Professor of anthropology Bayo Holsey kicks off Griot Institute spring series

Madison Weaver, Assistant News Editor

On Feb. 1, Bayo Holsey, Associate Professor of African and African-American studies and Cultural Anthropology at Rutgers University, kicked off the Black Body (Re)Considered series with a presentation of her research and investigation into slave-trade narratives.

The series, presented by the Griot Institute for Africana Studies, hosts a different lecture or performance each Wednesday evening to present the campus community with interdisciplinary viewpoints of social issues.

Holsey investigates slave narratives in Ghana and other areas of West Africa where slavery and neoliberalism affect economics and policies of African nations. Additionally, she examines the slave’s body in relation to the past and present, aligning with the goals of the Black Body (Re)Considered series.

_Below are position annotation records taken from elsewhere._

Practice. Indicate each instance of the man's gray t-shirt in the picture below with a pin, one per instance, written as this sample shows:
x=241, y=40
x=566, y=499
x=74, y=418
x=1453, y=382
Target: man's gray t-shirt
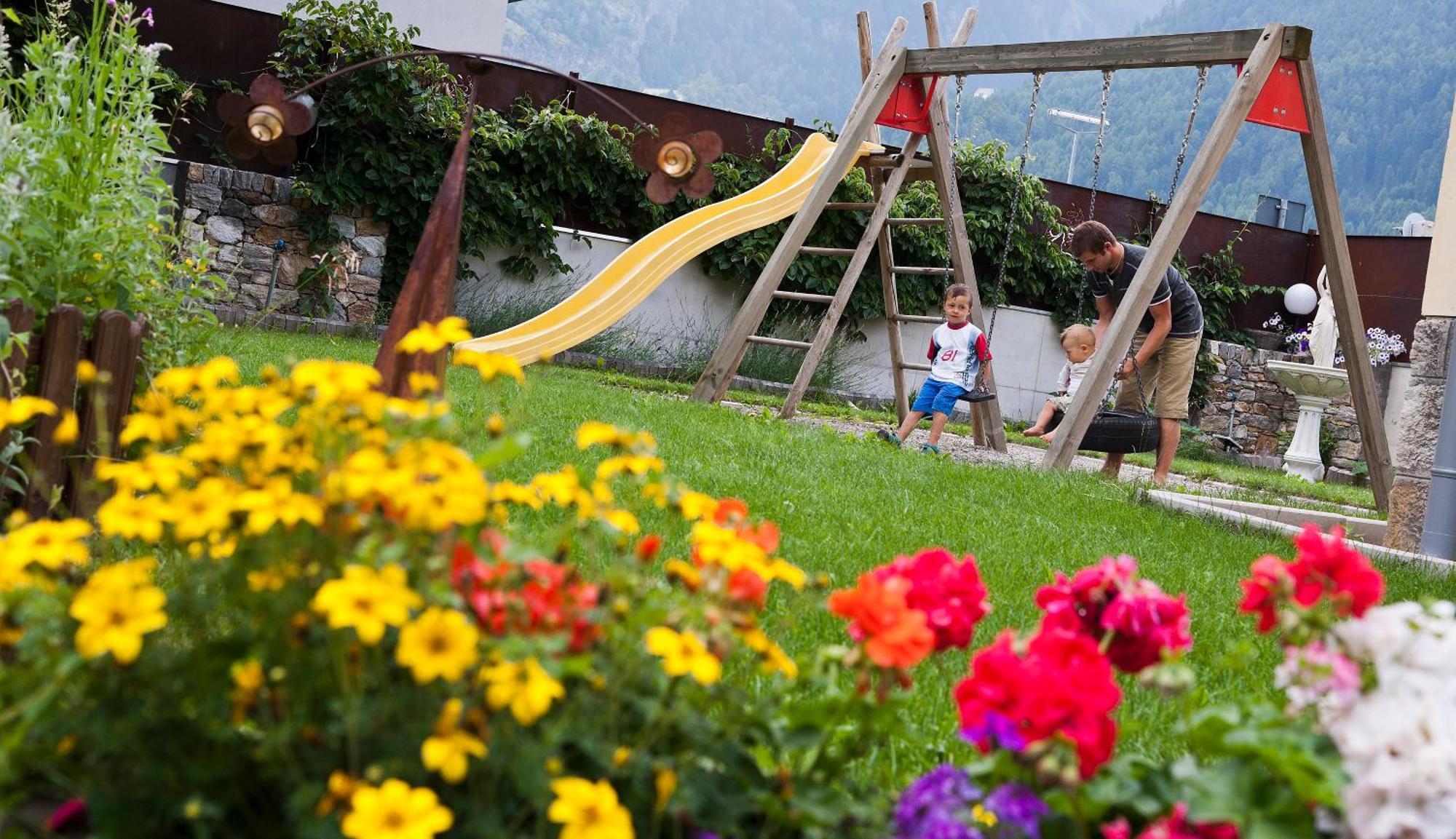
x=1171, y=286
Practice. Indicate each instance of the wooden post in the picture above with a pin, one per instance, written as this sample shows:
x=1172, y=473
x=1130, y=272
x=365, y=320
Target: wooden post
x=873, y=97
x=851, y=277
x=986, y=418
x=1119, y=335
x=59, y=351
x=1343, y=287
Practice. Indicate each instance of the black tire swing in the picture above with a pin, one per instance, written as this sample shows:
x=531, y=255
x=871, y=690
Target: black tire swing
x=1113, y=432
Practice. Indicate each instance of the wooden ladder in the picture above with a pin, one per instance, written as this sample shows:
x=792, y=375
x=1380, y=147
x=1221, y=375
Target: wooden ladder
x=887, y=175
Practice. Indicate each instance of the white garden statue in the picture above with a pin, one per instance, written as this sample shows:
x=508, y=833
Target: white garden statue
x=1314, y=386
x=1324, y=334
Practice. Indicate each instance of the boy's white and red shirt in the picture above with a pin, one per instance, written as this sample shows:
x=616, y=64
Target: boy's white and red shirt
x=956, y=353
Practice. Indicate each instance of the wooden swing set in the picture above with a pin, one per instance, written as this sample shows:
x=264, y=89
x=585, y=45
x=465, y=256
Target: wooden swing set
x=1276, y=87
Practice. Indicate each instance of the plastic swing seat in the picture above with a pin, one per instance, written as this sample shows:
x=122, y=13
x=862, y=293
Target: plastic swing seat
x=1117, y=432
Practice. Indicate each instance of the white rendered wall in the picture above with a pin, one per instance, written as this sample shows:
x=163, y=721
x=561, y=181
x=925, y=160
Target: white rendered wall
x=471, y=27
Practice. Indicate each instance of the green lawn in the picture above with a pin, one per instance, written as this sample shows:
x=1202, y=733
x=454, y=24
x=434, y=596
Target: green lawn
x=848, y=504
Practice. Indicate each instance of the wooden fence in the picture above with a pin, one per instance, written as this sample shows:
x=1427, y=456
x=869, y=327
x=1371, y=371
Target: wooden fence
x=49, y=362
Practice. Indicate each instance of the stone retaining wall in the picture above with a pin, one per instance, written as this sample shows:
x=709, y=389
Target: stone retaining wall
x=1263, y=410
x=1420, y=424
x=251, y=225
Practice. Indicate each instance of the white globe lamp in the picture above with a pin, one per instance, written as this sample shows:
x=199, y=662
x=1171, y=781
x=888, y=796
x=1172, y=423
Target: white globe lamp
x=1301, y=299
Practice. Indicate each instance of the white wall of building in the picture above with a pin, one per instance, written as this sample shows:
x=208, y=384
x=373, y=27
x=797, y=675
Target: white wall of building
x=470, y=27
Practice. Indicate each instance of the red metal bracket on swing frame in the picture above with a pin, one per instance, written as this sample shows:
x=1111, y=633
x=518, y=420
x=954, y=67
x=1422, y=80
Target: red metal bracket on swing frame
x=909, y=106
x=1281, y=104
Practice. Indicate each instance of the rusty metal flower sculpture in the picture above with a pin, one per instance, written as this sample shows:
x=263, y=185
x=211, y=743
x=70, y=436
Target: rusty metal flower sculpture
x=266, y=122
x=678, y=158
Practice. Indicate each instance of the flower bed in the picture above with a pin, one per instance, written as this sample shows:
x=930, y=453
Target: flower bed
x=306, y=611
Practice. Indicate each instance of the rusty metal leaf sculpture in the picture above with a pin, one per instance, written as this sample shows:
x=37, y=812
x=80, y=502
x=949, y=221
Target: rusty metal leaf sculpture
x=678, y=159
x=429, y=292
x=266, y=122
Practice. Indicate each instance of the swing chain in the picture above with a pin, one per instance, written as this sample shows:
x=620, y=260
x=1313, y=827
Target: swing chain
x=1183, y=151
x=1101, y=132
x=1016, y=203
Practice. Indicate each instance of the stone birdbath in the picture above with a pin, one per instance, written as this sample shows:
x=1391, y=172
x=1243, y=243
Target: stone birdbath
x=1314, y=388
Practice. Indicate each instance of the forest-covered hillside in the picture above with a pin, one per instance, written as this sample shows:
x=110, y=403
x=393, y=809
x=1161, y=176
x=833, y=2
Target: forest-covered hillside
x=1387, y=73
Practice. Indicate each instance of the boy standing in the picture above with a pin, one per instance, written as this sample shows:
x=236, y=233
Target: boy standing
x=957, y=351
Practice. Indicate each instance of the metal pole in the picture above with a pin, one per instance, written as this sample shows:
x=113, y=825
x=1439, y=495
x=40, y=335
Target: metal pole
x=1439, y=536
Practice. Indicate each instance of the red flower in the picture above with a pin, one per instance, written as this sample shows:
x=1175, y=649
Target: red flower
x=895, y=634
x=1269, y=583
x=1174, y=826
x=950, y=593
x=1064, y=686
x=1329, y=564
x=1109, y=597
x=649, y=546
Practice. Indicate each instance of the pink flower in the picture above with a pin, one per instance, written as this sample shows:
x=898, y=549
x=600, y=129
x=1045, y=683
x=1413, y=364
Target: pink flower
x=950, y=593
x=1110, y=599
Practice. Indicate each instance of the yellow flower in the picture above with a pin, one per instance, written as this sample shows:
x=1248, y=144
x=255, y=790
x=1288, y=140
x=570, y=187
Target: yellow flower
x=435, y=337
x=449, y=749
x=368, y=600
x=395, y=810
x=490, y=365
x=68, y=430
x=684, y=653
x=439, y=644
x=589, y=810
x=593, y=433
x=666, y=782
x=117, y=606
x=525, y=686
x=25, y=408
x=49, y=544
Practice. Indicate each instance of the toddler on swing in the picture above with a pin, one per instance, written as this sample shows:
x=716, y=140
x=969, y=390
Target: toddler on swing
x=1078, y=343
x=957, y=351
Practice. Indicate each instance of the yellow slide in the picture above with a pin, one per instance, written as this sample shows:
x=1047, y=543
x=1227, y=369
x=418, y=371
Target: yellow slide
x=647, y=263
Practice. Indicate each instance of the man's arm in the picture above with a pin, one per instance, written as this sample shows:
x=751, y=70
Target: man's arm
x=1104, y=317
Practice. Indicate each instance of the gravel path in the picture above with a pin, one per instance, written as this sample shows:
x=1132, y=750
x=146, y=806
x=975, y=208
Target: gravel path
x=963, y=449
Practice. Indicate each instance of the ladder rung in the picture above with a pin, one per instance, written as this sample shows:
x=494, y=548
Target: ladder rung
x=922, y=271
x=804, y=296
x=908, y=222
x=781, y=343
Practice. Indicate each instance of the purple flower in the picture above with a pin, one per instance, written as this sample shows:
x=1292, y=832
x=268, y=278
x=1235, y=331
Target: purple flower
x=995, y=730
x=944, y=826
x=1017, y=806
x=933, y=801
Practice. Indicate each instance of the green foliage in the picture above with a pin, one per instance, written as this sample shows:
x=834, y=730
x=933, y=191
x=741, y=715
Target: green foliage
x=85, y=216
x=387, y=133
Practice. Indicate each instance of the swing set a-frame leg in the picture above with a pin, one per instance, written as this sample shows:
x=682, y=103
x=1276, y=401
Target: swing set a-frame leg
x=873, y=97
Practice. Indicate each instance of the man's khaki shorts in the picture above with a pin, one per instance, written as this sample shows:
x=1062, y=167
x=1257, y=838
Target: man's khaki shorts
x=1168, y=375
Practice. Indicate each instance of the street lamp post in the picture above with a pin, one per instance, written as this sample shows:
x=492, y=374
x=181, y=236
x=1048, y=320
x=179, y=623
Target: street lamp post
x=1074, y=116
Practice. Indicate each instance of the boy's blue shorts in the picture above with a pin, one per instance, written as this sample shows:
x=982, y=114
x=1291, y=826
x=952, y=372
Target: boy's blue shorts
x=938, y=397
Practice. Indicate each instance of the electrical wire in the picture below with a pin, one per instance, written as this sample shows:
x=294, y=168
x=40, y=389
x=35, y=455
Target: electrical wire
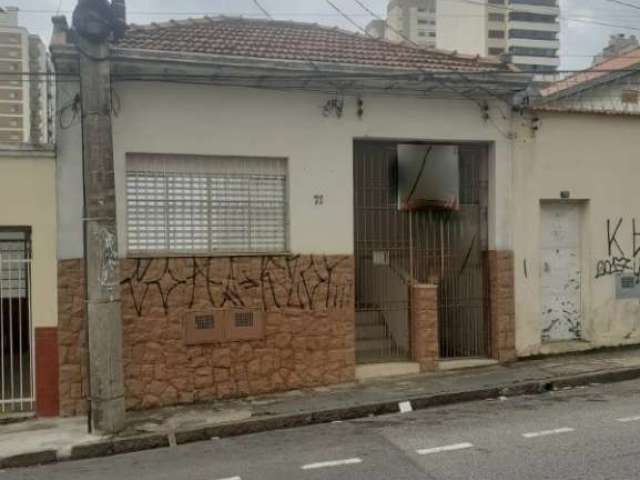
x=262, y=9
x=483, y=106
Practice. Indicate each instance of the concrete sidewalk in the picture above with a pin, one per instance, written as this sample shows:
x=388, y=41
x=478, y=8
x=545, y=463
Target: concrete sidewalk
x=42, y=441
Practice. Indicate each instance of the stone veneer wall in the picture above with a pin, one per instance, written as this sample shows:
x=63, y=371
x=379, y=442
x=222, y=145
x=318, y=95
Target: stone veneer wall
x=309, y=328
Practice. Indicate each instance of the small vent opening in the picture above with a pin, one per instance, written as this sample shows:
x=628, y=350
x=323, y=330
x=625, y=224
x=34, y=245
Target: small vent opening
x=244, y=320
x=204, y=322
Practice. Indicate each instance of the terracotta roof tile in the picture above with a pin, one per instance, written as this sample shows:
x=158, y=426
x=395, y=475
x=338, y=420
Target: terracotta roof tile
x=623, y=62
x=278, y=40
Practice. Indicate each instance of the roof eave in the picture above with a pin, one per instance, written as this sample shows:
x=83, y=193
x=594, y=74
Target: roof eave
x=143, y=61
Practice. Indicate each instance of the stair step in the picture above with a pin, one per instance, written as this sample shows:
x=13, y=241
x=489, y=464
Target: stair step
x=377, y=345
x=368, y=318
x=371, y=332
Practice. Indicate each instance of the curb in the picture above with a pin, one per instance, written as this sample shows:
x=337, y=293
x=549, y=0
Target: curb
x=139, y=443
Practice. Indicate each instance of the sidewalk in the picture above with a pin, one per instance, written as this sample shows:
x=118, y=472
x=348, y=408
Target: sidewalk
x=49, y=440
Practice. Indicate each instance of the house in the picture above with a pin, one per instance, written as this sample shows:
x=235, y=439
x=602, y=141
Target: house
x=576, y=221
x=28, y=282
x=268, y=178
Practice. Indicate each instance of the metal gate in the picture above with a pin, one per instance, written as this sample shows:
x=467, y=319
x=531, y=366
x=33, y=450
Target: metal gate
x=394, y=248
x=16, y=331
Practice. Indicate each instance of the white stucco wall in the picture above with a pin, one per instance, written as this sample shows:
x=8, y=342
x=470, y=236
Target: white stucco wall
x=28, y=199
x=462, y=27
x=208, y=120
x=594, y=157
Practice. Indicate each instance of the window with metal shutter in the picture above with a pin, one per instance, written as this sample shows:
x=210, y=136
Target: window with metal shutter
x=187, y=204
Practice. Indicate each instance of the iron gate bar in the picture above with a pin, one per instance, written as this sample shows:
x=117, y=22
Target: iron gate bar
x=16, y=328
x=427, y=246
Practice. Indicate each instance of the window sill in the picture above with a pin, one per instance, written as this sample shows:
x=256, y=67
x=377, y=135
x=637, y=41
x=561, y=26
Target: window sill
x=160, y=254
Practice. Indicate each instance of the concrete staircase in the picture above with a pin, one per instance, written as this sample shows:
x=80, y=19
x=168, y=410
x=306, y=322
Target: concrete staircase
x=373, y=341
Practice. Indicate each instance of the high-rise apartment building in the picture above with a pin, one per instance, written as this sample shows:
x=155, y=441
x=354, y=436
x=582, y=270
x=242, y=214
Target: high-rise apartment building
x=25, y=89
x=414, y=19
x=525, y=30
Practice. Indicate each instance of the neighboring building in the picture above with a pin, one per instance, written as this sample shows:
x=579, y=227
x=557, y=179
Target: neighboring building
x=618, y=45
x=578, y=211
x=25, y=89
x=377, y=29
x=412, y=19
x=610, y=86
x=28, y=282
x=526, y=30
x=264, y=246
x=532, y=29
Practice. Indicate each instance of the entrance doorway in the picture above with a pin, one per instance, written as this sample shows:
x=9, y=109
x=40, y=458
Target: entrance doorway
x=439, y=243
x=16, y=332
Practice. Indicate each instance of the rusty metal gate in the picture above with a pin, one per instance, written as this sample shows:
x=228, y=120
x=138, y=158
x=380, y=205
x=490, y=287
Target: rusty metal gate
x=16, y=331
x=394, y=248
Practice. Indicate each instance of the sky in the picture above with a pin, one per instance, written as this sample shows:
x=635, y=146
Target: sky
x=581, y=38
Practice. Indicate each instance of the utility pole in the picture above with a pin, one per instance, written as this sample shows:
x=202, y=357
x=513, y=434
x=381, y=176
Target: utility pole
x=95, y=22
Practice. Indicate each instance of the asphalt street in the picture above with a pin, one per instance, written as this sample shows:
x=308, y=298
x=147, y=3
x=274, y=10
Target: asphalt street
x=589, y=433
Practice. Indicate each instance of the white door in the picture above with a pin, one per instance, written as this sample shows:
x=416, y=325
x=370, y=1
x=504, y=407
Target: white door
x=561, y=275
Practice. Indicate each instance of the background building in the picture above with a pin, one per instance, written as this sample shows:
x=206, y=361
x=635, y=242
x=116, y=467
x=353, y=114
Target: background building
x=618, y=45
x=25, y=97
x=415, y=19
x=527, y=30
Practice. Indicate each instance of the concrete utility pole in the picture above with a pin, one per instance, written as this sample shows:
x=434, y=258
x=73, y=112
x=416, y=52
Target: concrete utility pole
x=95, y=22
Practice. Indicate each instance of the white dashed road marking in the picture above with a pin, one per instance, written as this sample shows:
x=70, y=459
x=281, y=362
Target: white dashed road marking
x=332, y=463
x=629, y=419
x=545, y=433
x=446, y=448
x=405, y=407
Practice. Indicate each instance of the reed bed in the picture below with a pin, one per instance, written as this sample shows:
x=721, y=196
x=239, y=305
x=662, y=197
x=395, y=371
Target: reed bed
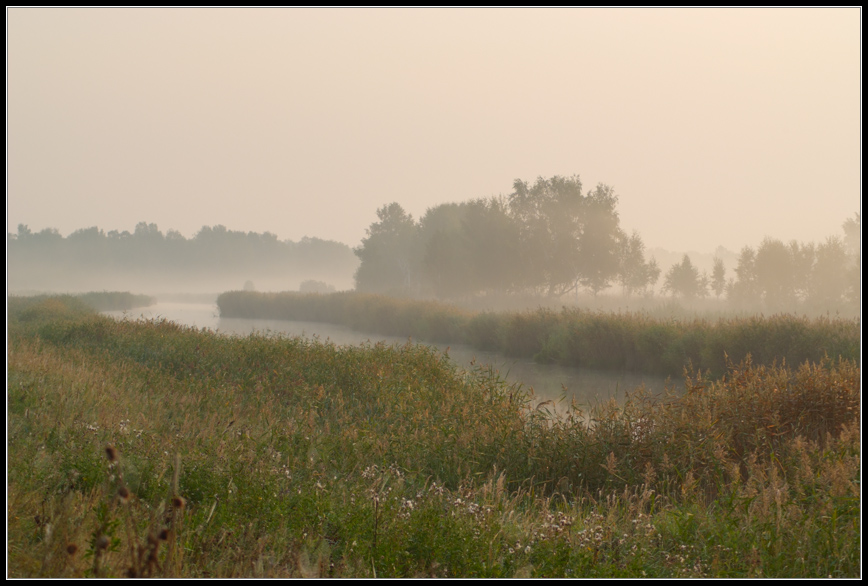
x=623, y=341
x=144, y=448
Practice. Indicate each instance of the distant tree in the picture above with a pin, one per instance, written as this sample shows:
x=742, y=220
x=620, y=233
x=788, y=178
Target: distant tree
x=683, y=279
x=853, y=234
x=550, y=216
x=829, y=279
x=635, y=274
x=774, y=274
x=387, y=254
x=744, y=290
x=803, y=257
x=598, y=258
x=718, y=277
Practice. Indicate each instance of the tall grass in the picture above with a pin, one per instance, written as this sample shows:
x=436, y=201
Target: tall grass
x=572, y=337
x=150, y=449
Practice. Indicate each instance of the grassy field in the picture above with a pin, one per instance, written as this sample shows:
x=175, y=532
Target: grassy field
x=575, y=337
x=150, y=449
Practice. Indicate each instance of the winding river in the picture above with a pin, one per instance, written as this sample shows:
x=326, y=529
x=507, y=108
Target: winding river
x=558, y=384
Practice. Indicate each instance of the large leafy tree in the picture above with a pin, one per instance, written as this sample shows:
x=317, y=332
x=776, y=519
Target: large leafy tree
x=388, y=253
x=635, y=274
x=599, y=241
x=549, y=215
x=775, y=274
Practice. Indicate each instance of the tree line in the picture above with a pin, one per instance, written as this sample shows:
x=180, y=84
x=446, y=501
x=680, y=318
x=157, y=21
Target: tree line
x=548, y=238
x=552, y=238
x=776, y=276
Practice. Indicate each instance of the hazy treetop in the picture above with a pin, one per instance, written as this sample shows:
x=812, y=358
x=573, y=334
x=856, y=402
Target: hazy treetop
x=715, y=126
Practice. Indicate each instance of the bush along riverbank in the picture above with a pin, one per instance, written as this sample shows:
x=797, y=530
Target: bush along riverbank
x=632, y=342
x=144, y=448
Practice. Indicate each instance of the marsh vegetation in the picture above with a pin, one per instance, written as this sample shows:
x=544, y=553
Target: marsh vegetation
x=144, y=448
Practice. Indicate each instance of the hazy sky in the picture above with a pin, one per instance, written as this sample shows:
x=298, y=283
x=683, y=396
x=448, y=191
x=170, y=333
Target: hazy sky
x=714, y=126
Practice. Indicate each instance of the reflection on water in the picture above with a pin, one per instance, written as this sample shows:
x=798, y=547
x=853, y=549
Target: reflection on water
x=549, y=382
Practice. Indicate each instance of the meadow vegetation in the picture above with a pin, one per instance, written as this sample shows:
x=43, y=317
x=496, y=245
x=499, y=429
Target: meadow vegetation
x=623, y=341
x=145, y=448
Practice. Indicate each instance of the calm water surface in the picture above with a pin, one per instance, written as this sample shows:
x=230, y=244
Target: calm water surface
x=549, y=382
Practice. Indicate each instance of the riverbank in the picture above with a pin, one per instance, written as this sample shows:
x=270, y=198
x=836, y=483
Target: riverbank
x=626, y=342
x=150, y=449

“People describe witnessing slaves being tortured, having violence inflicted upon them,” Holsey said. “To think about the role of the body in these accounts of slavery and how people in a more contemporary moment imagine the memories of slavery having an impact on their own bodies.”

Holsey’s research spans to the lasting impacts of slavery in current day, discussing how American visitation to sites in West Africa have created an industry through commemorating the slave trade.

“What I wanted to do in this piece was think about some of the narratives that have been written by visitors to such sites and to other sites in West Africa, and think about it in a broader framework of what it means to remember the slave trade,” Holsey said, connecting the past to the present.

Holsey connects her work to politics as well, which is all too relevant in America today.

“[Slave narratives] can be very powerful … if we’re overexposed to these tales of suffering and violence we can become desensitized, but … those narratives can be part of a radical tradition, an anti-racist tradition, and they can play an important role in that kind of politics, and that’s what I really want to explore,” Holsey said.

The Black Body (Re)Considered series will continue with artists and scholars of varying mediums each Wednesday night.

“It’s an honor to be here and be the first speaker. I was pleasantly surprised to receive the invitation,” Holsey said. “I hope that students and faculty and others are able to think about issues of blackness and embodiment from various interdisciplinary perspectives and that that can nourish their own intellectual trajectory and, as I’ve suggested, their politics as well.”

Nona Faustine Simmons, a photographer, will present “The Black Body as Art” on Feb. 8 in the Gallery Theater at 7 p.m. The events in the Black Body (Re)Considered series are free and open to the public.